Another week, another dominant performance by Chelsea. This time it was Arsenal that José Mourinho’s squad dispatched without particularly breaking a sweat. And what’s so incredible for Chelsea, and so disturbing for the rest of the league, is that Arsenal didn’t play badly at all in the 2-0 loss. Chelsea still rolled them with ease.
When Arsenal went to Stamford Bridge last season, they were slaughtered, 6-0. Arsene Wenger stubbornly refused to play anything other than his preferred attack-minded style, and Mourinho simply picked apart a team that wasn’t good enough. Wenger learned his lesson — a minor miracle since he is the oldest of dogs, clinging tenaciously to his singular, usually very effective trick — and this year Arsenal were much more conservative. Recognizing that his midfield was undermanned and without enough effective help for Mathieu Flamini, Wenger dispatched both Jack Wilshere and Santi Cazorla to help him in the midfield.
The plan actually worked. Despite being dispossessed five times in the middle third of the field (all stats courtesy of ESPN Stats & Info), actions that usually lead to dangerous counterattacks, Arsenal consistently had numbers back in defense. There were none of those moments that have become disturbingly familiar during which an overmatched Arsenal midfielder desperately tries to stem the tide of attackers washing over him. It was instead a solid, sensible approach designed to combat Arsenal’s limitations. And it took Chelsea all of 27 minutes to rip it apart.
It doesn’t matter how many midfielders you deploy if Eden Hazard does this to them on the way to winning a penalty.
It’s just another example of how Chelsea make you pick between lethal doses of poison. Sit back, and Hazard dribbles rings around you. Commit players to try to stop him, and Hazard either makes them all look foolish or drags them so far out of position that Cesc Fàbregas racks up the assists by sliding gorgeous passes into the holes they leave. Try attacking Chelsea and you leave room for their vaunted counterattack. Whether that means Hazard running into space, or André Schürrle’s driving off-ball runs, or, as Arsenal found out in the second half, the absurdly clinical finishing of Diego Costa (thanks to Fàbregas’s absurdly clinical passing), Chelsea’s counterattack is nearly unconquerable.

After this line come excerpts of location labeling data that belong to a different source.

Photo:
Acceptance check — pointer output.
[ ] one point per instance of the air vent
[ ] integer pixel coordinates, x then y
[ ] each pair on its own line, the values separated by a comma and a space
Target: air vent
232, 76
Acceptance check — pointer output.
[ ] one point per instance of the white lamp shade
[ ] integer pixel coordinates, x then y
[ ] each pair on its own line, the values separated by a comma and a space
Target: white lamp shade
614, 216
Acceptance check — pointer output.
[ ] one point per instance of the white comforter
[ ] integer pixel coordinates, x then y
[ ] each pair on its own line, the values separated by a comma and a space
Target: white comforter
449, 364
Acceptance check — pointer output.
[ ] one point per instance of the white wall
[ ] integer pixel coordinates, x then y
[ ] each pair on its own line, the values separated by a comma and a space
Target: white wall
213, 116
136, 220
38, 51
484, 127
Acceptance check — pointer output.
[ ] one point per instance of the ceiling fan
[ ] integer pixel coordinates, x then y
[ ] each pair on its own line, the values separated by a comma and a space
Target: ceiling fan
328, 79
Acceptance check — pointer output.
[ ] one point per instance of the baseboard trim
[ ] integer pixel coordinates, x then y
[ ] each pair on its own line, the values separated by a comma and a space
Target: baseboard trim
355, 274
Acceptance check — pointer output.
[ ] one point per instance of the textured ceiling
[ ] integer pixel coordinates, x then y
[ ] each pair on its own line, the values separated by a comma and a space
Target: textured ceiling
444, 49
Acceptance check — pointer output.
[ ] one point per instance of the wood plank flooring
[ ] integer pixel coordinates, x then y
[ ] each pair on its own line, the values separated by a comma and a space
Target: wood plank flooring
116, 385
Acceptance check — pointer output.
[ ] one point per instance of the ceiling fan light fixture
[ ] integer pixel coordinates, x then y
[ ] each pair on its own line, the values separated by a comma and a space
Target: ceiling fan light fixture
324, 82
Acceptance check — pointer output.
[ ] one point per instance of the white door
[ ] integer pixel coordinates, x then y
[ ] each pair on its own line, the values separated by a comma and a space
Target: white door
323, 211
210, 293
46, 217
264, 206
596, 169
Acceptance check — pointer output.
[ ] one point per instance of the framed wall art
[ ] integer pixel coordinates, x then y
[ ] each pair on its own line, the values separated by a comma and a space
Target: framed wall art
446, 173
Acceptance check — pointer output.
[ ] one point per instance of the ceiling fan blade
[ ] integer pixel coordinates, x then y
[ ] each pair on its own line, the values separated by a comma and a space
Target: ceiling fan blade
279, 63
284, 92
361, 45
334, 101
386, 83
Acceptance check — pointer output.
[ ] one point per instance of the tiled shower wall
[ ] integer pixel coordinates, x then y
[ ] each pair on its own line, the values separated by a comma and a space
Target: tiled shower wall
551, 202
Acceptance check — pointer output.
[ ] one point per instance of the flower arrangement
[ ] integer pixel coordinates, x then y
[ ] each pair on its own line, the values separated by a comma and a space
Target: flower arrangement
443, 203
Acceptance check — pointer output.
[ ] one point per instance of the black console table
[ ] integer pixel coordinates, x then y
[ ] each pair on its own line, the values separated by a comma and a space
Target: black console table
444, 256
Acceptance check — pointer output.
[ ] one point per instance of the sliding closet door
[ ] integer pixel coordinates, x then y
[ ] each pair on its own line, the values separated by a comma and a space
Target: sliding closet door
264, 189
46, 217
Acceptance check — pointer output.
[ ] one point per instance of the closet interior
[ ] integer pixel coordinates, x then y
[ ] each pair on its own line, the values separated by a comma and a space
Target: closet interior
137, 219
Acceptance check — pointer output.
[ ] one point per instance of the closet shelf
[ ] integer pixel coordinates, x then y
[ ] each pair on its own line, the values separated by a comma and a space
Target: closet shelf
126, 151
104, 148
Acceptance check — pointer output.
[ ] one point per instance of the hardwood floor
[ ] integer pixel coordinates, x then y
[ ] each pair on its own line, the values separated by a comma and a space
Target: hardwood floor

Chelsea had only five shots to Arsenal’s 10, and only 47 percent of possession. It didn’t matter. Once they had the lead, they did what they do best: muddied up the game, slowed down the pace, and became impossible to break down. Yes, Arsenal had twice as many shots, but they didn’t get a single one on target. And those 10 shots were the second fewest they’ve had all season. Arsenal haven’t failed to get a shot on target in a Premier League match since before the 2010-11 season, which is as far back as ESPN Stats & Info tracks. This is what getting stifled looks like.
Usually, this would be the point when I highlight that it was particularly egregious that Arsenal didn’t test Chelsea’s backup goalkeeper. But, when you play Chelsea, that backup happens to be Petr Cech, one of the best in the world. Regular keeper Thibaut Courtois was forced to leave the game in the 24th minute. Why, you ask? Well, he seemed to be bleeding from his ear thanks to a blow to the head he’d suffered 13 minutes before. So, in case you were wondering how the Premier League’s new concussion policy is working out, it’s not. Courtois was taken to the hospital before halftime; he was not diagnosed with a concussion, but was kept overnight as a precaution. Larger concussion issues aside, the substitution practically meant that Chelsea were operating with one less substitute and a backup keeper. That should be a handicap. It wasn’t. The team took it in stride and still coasted to victory.
More amusingly, Chelsea also shrugged off the latest round of managerial squabbling between Mourinho and Wenger. The two managers never seem to miss an opportunity to take jabs at each other in the press, and Wenger didn’t miss an early opportunity to take an actual jab at Mourinho on the sideline. After a particularly tough foul from Chelsea defender Gary Cahill, Wenger took offense, words were exchanged, and eventually the Arsenal manager stormed over to Mourinho and shoved him before the two could be separated. At this rate, there will be an awkward reality TV show built around their stormy but lovable relationship that debuts just in time for the summer season.
But that’s as dramatic as things are going to get. Chelsea are already five points clear of the field. They’ve already played their biggest rival, Manchester City, at the Etihad. Yes, it’s early — not even 20 percent of the season is gone. But Chelsea have already built a frightening lead over the league. So, while Chelsea’s form may eventually dip, and they are still susceptible to injury at striker and in central midfield, where Fàbregas and his defensive-minded partner, Nemanja Matic, are irreplaceable, they could be out of sight of the rest of the league by the time that happens.
Chelsea just beat a team with title aspirations, however slim, of their own. They did it comfortably, and they did it despite Arsenal playing conservatively and effectively. Nobody is playing in the same stratosphere as Mourinho’s club. Until something changes — either somebody else improves, or Chelsea starts showing some cracks — the question of this year’s Premier League season isn’t will Chelsea win the title. It’s by how much.